La nuova edizione, riveduta e corretta, contiene, poi, alcune storie autonome che, seppur collegate in qualche modo all’universo della Beanstalk, se ne discostano per contenuti e ambientazioni.
“La Torre” è, senza alcun dubbio, un libro assai strano. Viene classificato come antologia di racconti di fantascienza, ma l’unico aspetto fantastico è il luogo stesso in cui le vicende accadono: un grattacielo di dimensioni abnormi. Però le storie dei suoi abitanti potrebbero essersi verificate ovunque nel nostro mondo. La tecnologia e le relazioni umane sono quelle della nostra epoca, i sentimenti sono i nostri e la critica, neppur troppo velata, a corruzione, poteri occulti, capitalismo sfrenato, conflitti sociali, può essere estesa anche al nostro “mondo esterno”. In effetti il libro trae proprio la sua ragion d’essere dal desiderio, nemmeno troppo occulto, di analizzare attraverso la mimesi distopica e, forse, stigmatizzare, quando non proprio stroncare con sferzante ironia, i nostri malcostumi, i nostri vizi, le nostre “deviazioni”, i nostri falsi miti.
Purtroppo non tutto giunge immediato al lettore nostrano perché la società coreana, anche in questo libretto fantasioso, si manifesta in tutta la sua diversità, al punto che, addirittura, per evitare alcuni fraintendimenti, all’edizione italiana sono state premesse note chiarificatrici su alcune usanze.

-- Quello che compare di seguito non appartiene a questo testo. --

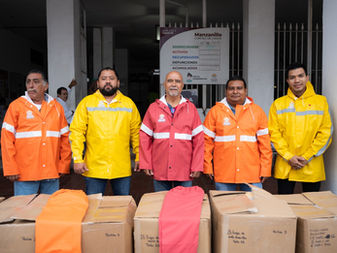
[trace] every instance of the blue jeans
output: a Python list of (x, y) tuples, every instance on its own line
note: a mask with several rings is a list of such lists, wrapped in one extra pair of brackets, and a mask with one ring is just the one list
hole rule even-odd
[(191, 187), (192, 181), (160, 181), (153, 179), (153, 187), (155, 192), (169, 191), (176, 186)]
[(14, 195), (31, 195), (40, 193), (53, 194), (60, 187), (59, 179), (44, 179), (39, 181), (14, 181)]
[[(87, 195), (105, 192), (105, 186), (109, 179), (84, 177), (85, 192)], [(112, 191), (114, 195), (129, 195), (130, 194), (131, 177), (121, 177), (110, 179)]]
[[(262, 188), (262, 183), (250, 183), (251, 185)], [(236, 186), (239, 186), (240, 191), (250, 192), (251, 189), (246, 184), (231, 184), (231, 183), (218, 183), (215, 182), (215, 189), (218, 191), (236, 191)]]

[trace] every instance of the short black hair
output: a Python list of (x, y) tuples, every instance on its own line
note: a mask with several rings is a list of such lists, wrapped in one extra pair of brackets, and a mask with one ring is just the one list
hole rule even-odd
[(40, 69), (32, 69), (32, 70), (28, 71), (28, 73), (26, 75), (26, 79), (30, 74), (41, 74), (42, 80), (46, 83), (48, 82), (45, 73)]
[(99, 79), (99, 77), (100, 77), (101, 74), (102, 74), (102, 71), (104, 71), (104, 70), (112, 70), (113, 72), (115, 72), (115, 75), (116, 75), (116, 77), (117, 77), (117, 80), (119, 80), (119, 76), (118, 76), (118, 73), (117, 73), (116, 69), (115, 69), (115, 68), (112, 68), (112, 67), (105, 67), (105, 68), (102, 68), (102, 69), (99, 71), (99, 73), (98, 73), (97, 80)]
[(232, 77), (230, 77), (230, 78), (228, 79), (228, 81), (226, 82), (226, 86), (225, 86), (226, 90), (227, 90), (227, 88), (228, 88), (229, 82), (231, 82), (231, 81), (242, 81), (242, 82), (243, 82), (243, 85), (245, 86), (245, 89), (247, 89), (247, 83), (246, 83), (245, 79), (243, 79), (242, 76), (232, 76)]
[(57, 89), (57, 95), (61, 95), (61, 92), (63, 91), (63, 90), (67, 90), (67, 88), (65, 88), (65, 87), (60, 87), (60, 88), (58, 88)]
[(294, 63), (290, 64), (290, 65), (287, 67), (287, 69), (286, 69), (286, 79), (289, 78), (289, 71), (294, 70), (294, 69), (299, 69), (299, 68), (304, 69), (305, 75), (306, 75), (306, 76), (308, 75), (308, 74), (307, 74), (307, 68), (304, 66), (303, 63), (294, 62)]

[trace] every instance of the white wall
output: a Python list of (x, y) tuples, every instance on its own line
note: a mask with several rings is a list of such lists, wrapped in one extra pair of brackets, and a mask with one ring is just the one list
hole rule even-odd
[(274, 100), (275, 0), (243, 0), (243, 77), (268, 115)]
[(337, 1), (323, 0), (323, 95), (328, 99), (334, 125), (332, 144), (325, 153), (327, 180), (323, 189), (337, 194)]
[(47, 0), (49, 90), (56, 96), (59, 87), (68, 86), (75, 78), (79, 84), (67, 102), (73, 110), (87, 93), (86, 45), (80, 29), (80, 7), (79, 0)]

Le storie sono tutte ugualmente surreali, come quella d’apertura in cui un gruppo di ricercatori cerca di localizzare i centri d’aggregazione del potere nella Torre, tracciando, con un particolare software, il percorso che fanno certi regali prestigiosi perennemente riciclati; in genere costosissimi distillati giapponesi che nessuno beve, ma molti donano per deferenza. O come ne “Il Buddha in piazza”, dove il povero elefante (si immagini quanto disorientato in un ambiente così innaturale) dovrebbe fare da spauracchio contro le manifestazioni di protesta non autorizzate lungo corridoi che a malapena ne reggono il peso. Le conclusioni, a cui giungono le storie, sono spesso volutamente paradossali, e di rado consolatorie.

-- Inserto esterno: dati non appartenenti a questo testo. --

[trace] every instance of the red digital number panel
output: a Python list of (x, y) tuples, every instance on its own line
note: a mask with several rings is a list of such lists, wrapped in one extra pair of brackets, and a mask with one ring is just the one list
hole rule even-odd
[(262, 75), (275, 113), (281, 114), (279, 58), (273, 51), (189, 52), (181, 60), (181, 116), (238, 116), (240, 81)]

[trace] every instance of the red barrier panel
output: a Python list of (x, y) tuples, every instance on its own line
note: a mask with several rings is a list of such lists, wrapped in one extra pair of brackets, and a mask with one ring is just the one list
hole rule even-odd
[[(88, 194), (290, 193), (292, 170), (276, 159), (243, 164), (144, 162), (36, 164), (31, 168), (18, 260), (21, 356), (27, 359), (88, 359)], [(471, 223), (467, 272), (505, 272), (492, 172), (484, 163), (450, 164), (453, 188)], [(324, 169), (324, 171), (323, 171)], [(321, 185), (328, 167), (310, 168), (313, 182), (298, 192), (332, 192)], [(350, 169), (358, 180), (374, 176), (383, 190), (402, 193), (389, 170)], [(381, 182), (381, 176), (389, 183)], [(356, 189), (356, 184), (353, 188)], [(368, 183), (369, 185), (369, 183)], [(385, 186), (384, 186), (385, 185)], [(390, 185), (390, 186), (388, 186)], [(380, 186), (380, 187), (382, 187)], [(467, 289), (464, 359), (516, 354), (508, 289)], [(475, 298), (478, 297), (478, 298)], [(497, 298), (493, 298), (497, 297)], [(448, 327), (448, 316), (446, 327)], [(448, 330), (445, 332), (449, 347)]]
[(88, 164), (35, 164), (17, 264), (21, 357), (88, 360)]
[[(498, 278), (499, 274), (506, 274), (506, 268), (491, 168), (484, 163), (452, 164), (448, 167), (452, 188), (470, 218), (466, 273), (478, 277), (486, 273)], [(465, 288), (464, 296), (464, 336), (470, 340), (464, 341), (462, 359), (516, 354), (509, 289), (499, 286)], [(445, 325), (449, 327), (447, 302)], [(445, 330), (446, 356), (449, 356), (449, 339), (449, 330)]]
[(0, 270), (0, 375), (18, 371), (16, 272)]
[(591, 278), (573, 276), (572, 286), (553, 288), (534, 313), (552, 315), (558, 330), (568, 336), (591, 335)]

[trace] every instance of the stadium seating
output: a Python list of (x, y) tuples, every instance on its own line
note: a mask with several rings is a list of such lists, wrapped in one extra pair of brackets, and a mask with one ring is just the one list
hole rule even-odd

Ho trovato affascinante il calarsi in quella cultura asiatica a noi non familiare, che, subisce i convulsi ritmi accelerati del vivere moderno, in modo ancor più frenetico e stordente di quanto lo sperimentiamo noi (e forse pure i giapponesi!), ma non dimentica la sensibilità buddista e le deferenze e il garbo, anzi il pudore profondo, nei rapporti interpersonali tipici della cultura orientale. Insomma una ambientazione doppiamente aliena, raccontata, però, con stile fluido anche se ancora un po’ acerbo (è stato il primo scritto dell’A., ancora giovanissimo, il quale, a distanza di dieci anni, lo ha rivisto totalmente, ma lasciandogli la freschezza iniziale) che si fa leggere e apprezzare. Certe “parabole”, certi ammonimenti, forse peccano di ingenuità, e la ricerca costante del lato etico nei comportamenti non sempre convince, ma nell’insieme la critica alla società coreana e, più in generale, alla nostra visione “occidentale” della vita, è ben mirata e colpisce nel segno.
I sei racconti - per quanto cronologicamente concepiti e inseriti con vaghi accenni, nei successivi, alle vicende dei precedenti - sono autonomi e abbastanza sgranati così da non fornire una storia unitaria, e l’unico elemento unificatore è proprio il palazzo-stato, con le sue leggi, spesso non scritte, e il suo habitat anomalo e inquietante. Alcune pagine sono davvero divertenti, altre appaiono più enigmatiche; ad alcuni racconti marca forse un finale realmente conclusivo, altri sembrano quasi un esperimento letterario per rendere tridimensionali (nel vero senso del termine) certi rapporti umani, ma, in definitiva si tratta di un libro decisamente curioso, ma anche grazioso e inusualmente divertente.